Border, exile, and memory
Sequere (La Entrega II)
It is an artistic project about time and memory that begins with a symbolic act: collecting water at the mouth of the Ebro and walking upstream to return it to the source of the Segre River, the main tributary of the Ebro. The artist’s gaze and their body moving through space and time become instruments to activate a poetic reading of the territory: experiences along the route and through the traversed space—with its geography, toponyms, cities, and mountains—serve as the trigger for an investigation into historical memory, human relations, and the territory.
On the Border
In the summer of 2017, Noris walked the 300 km of the Spanish–French border in the province of Girona, along routes that many Spanish Republican exiles once took.

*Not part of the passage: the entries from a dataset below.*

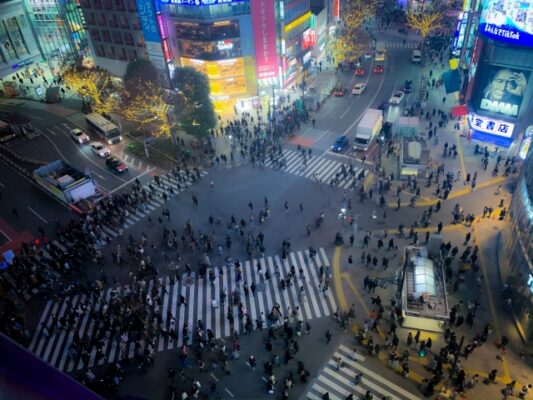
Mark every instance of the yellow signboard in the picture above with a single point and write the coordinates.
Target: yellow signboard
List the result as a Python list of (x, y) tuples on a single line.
[(300, 20), (216, 69)]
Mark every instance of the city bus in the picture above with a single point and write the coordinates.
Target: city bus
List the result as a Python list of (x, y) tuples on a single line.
[(103, 128)]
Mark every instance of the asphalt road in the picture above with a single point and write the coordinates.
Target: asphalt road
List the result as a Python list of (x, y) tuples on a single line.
[(340, 115), (54, 144)]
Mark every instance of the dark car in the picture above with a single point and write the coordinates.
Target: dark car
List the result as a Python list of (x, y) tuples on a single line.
[(378, 69), (115, 164), (340, 143), (339, 90), (386, 130), (408, 87)]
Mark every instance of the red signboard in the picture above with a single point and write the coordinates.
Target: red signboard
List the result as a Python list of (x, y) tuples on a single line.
[(308, 38), (336, 9), (264, 22)]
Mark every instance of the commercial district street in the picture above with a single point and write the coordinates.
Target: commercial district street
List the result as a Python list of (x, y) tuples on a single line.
[(269, 266)]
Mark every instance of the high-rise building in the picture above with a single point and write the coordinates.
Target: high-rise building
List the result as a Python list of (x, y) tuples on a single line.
[(60, 31), (115, 32), (215, 38), (18, 45)]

Along the way, the artist made a work corresponding to each of the 198 boundary stones that mark the line. Walking and painting, connecting points along the border—balancing on an invisible line that splits in two what is one—made the invisible visible and unfolded a new landscape of memory.
Paratext #7
In November 2015, at Hangar Barcelona, Marco Noris presented a performative action linked to his painting project in progress, centred on the notions of exile, uprooting, historical memory and contemporary migration policies. During the presentation he constructed a live mind map on the wall, articulated through videos, photographs, objects, paintings and texts, connected by arrows and annotations, thus translating a hypertextual organisation system into physical space. The action, lasting about 40 minutes, was received very positively and culminated in the exhibition of a 15-metre-long mural composed of 52 pieces.
The Triumph of Defeat
Through images of material and moral ruin—remains, bodies, waste, scenes of exclusion and collapse—the project "The Triumph of Defeat" composes a visual archive of the breakdown of modern values. Ruin appears not as an end, but as a means to think about historical, political and intimate defeat, and the possible dissolution of the ego. In an overlap of times—past, present and ruined futures—the project places the viewer before their own mortality and the impossibility of remaining indifferent to catastrophe.
Refugium, refugia
This project takes the former internment camp of Rivesaltes as a starting point to address the historical memory of the Spanish Republican exile. From the site’s ruins, it traces the architectural and human footprints that shape a collective emotional memory where past and present interlock.